Cathay Pacific expects to lower its cash burn in the second half of 2021 to less than HK$1 billion (US$129 million) a month – down from HK$2.5-3 billion during the peak of the COVID crisis.
“There has been no significant change in the last few months in the dramatic impact COVID-19 has had on passengers to Hong Kong,” chief financial officer Rebecca Sharpe said in an invitation-only briefing. “We currently do have a very healthy liquidity balance.
“Our costs continue to be tightly controlled. Discretionary spend remains on hold.”
The company’s monthly cash burn consists of aircraft loan and lease repayments, cash support provided to subsidiaries, and fuel hedging settlements, according to a briefing.
Cathay Pacific has been operating at just 8 per cent of its pre-pandemic passenger capacity due to heightened COVID-19 restrictions in Hong Kong.
Chief customer and commercial officer Ronald Lam said in a recent Q&A session, “In the coming two months, we plan to ramp up our capacity, especially in August.
“We expect our capacity will go up about 10 per cent, and hopefully get closer to 20 per cent. Beyond August, I think, at the moment, it still quite fluid.”
The briefing said the company hopes the fourth quarter will see passenger capacity jump to 30 per cent.
Lam indicated Cathay is speaking with mainland China to open more flights and to eventually open a Hong Kong and Singapore travel bubble, which has already been postponed twice.
Last week, the airline ordered all pilots and flight attendants to be vaccinated by 31 August. Originally, vaccinations remained highly recommended, but now the company has mandated it across staff, at the risk of losing employment.
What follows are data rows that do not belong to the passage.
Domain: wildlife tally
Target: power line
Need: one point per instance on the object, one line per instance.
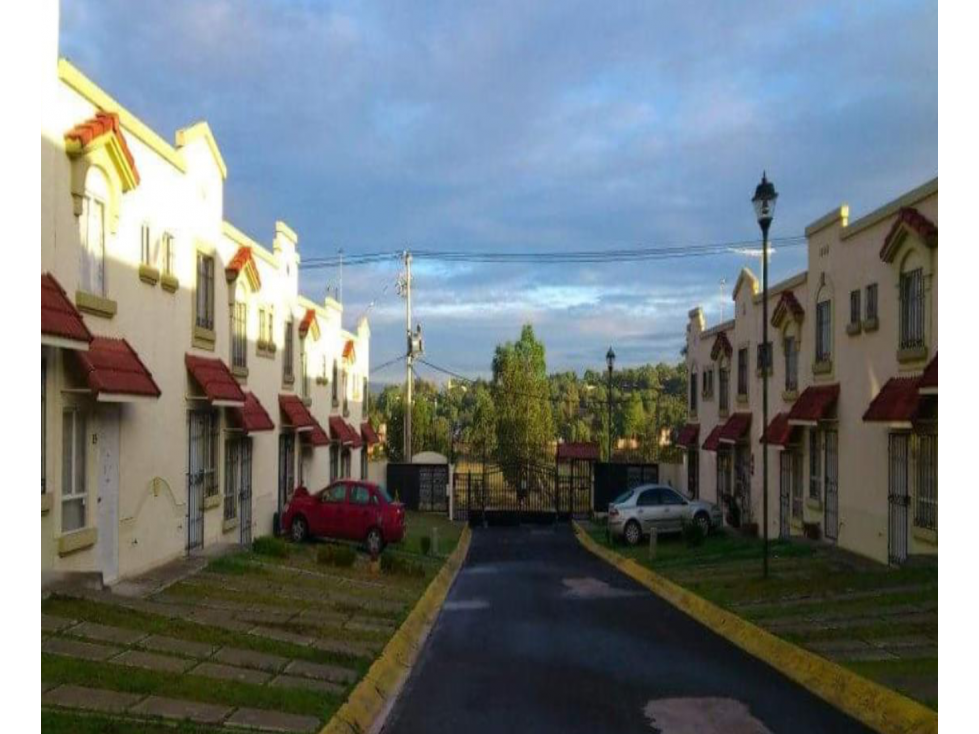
(640, 254)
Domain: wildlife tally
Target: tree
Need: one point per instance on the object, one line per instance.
(521, 392)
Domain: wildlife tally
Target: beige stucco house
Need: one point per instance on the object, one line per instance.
(187, 387)
(853, 429)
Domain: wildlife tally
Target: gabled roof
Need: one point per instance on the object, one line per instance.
(814, 405)
(115, 373)
(897, 403)
(244, 262)
(788, 307)
(909, 220)
(105, 129)
(252, 417)
(60, 320)
(216, 381)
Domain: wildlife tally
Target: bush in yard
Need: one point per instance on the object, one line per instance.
(336, 556)
(271, 548)
(694, 535)
(397, 566)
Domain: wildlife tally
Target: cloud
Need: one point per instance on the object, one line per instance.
(514, 126)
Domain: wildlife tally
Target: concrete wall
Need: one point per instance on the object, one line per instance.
(843, 257)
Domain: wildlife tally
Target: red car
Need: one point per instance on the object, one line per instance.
(356, 511)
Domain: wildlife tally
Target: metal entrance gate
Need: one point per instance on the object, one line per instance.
(525, 494)
(899, 498)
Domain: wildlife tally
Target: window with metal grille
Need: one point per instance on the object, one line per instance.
(725, 389)
(289, 358)
(913, 309)
(872, 301)
(74, 489)
(791, 364)
(926, 497)
(92, 221)
(743, 373)
(204, 441)
(205, 292)
(169, 254)
(44, 427)
(824, 332)
(856, 308)
(239, 337)
(815, 466)
(146, 247)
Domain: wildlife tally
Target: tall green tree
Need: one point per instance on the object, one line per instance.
(522, 395)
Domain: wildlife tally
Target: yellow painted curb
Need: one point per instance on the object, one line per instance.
(389, 672)
(879, 708)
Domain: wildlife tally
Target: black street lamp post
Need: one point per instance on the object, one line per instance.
(764, 201)
(610, 361)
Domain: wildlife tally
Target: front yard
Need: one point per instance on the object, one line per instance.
(879, 622)
(271, 639)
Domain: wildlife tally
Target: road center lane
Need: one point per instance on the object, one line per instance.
(540, 636)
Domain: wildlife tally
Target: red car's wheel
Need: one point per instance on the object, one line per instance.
(300, 530)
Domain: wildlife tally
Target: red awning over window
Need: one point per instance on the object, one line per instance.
(898, 402)
(578, 452)
(216, 381)
(689, 435)
(61, 324)
(713, 442)
(252, 417)
(780, 431)
(115, 373)
(814, 405)
(929, 383)
(736, 429)
(344, 434)
(369, 435)
(297, 416)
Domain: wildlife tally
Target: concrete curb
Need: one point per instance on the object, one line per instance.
(879, 708)
(373, 698)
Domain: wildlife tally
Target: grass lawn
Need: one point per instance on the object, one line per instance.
(816, 594)
(352, 610)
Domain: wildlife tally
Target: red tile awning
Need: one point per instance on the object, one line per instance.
(779, 432)
(216, 381)
(578, 452)
(736, 429)
(713, 442)
(344, 434)
(115, 373)
(369, 435)
(61, 324)
(897, 403)
(297, 415)
(929, 382)
(689, 436)
(814, 405)
(252, 417)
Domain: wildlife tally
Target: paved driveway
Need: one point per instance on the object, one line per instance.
(539, 636)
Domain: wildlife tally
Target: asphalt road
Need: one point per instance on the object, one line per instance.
(539, 636)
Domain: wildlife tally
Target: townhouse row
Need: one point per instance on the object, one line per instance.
(853, 379)
(187, 387)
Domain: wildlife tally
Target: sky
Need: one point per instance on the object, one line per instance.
(532, 125)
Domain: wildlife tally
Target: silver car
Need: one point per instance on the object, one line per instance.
(634, 515)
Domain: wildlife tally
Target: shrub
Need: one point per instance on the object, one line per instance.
(336, 556)
(397, 566)
(694, 535)
(271, 548)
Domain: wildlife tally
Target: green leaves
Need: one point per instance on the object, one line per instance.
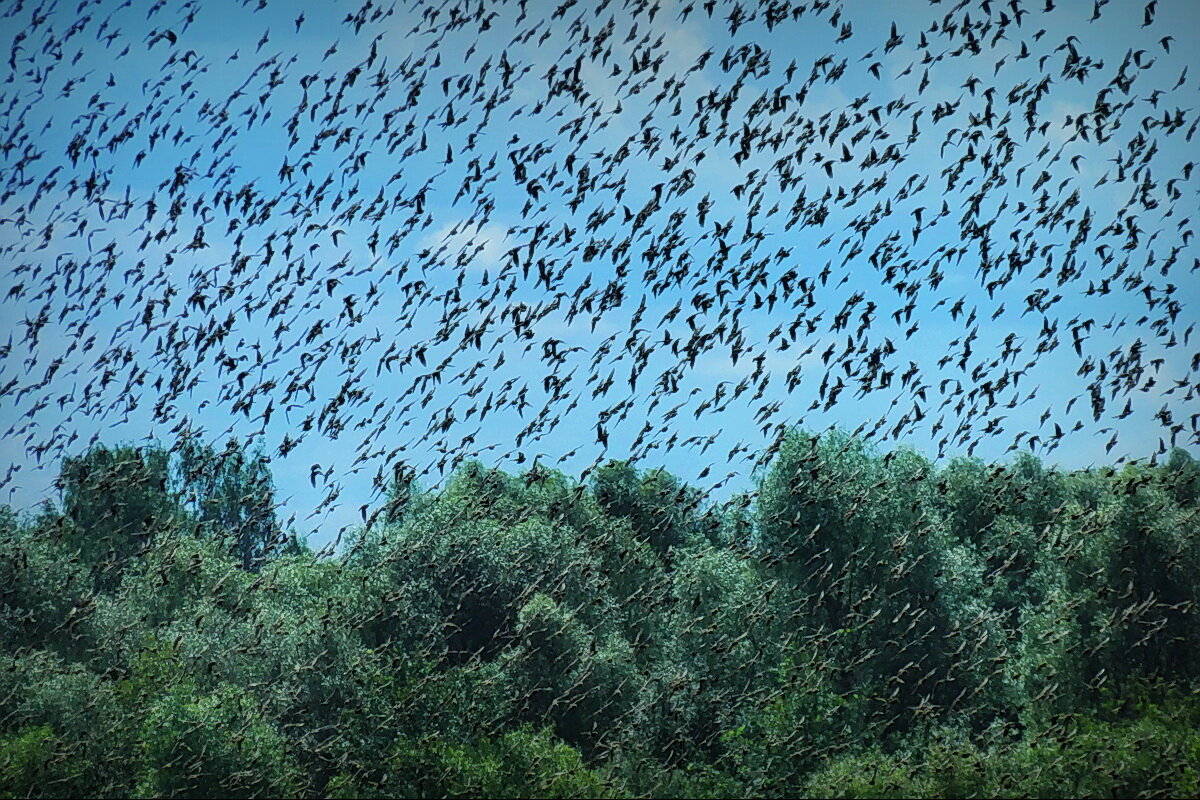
(869, 625)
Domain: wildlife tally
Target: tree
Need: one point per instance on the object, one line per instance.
(233, 497)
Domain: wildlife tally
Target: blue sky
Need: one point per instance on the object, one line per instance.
(544, 246)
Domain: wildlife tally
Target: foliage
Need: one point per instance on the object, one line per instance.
(868, 625)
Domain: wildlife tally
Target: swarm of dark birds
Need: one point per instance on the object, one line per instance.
(493, 221)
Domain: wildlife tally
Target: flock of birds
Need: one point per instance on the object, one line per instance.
(504, 220)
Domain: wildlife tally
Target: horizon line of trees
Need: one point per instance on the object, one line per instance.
(865, 625)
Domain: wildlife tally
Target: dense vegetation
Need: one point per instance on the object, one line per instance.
(870, 625)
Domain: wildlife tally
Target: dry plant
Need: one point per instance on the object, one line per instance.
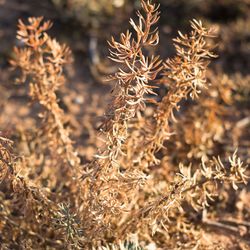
(132, 195)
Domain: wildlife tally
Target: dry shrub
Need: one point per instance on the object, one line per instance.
(153, 176)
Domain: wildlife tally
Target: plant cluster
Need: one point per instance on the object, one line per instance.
(157, 171)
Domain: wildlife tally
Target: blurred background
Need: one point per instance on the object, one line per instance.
(85, 26)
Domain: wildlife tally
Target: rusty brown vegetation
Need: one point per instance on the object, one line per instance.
(166, 166)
So far, 90 per cent of pilots and 65 per cent of cabin crew have been vaccinated, with more booked in for their appointments.
In 2020, the Hong Kong airline lost HK$21.6 billion in revenue, and the company anticipates “a very substantial loss but lower than losses in each of the halves of 2020”, according to the briefing.
The analyst briefing outlines the restructuring of the company, in order to ensure “liquidity and cost management” is the core of its response to the evolving sphere of aviation during the pandemic.
Cathay Airlines announced earlier this month they were closing their Australian base, following the close of its Canadian pilot base and regional offshoot Cathay Dragon, cutting 5,900 jobs since the beginning of the pandemic.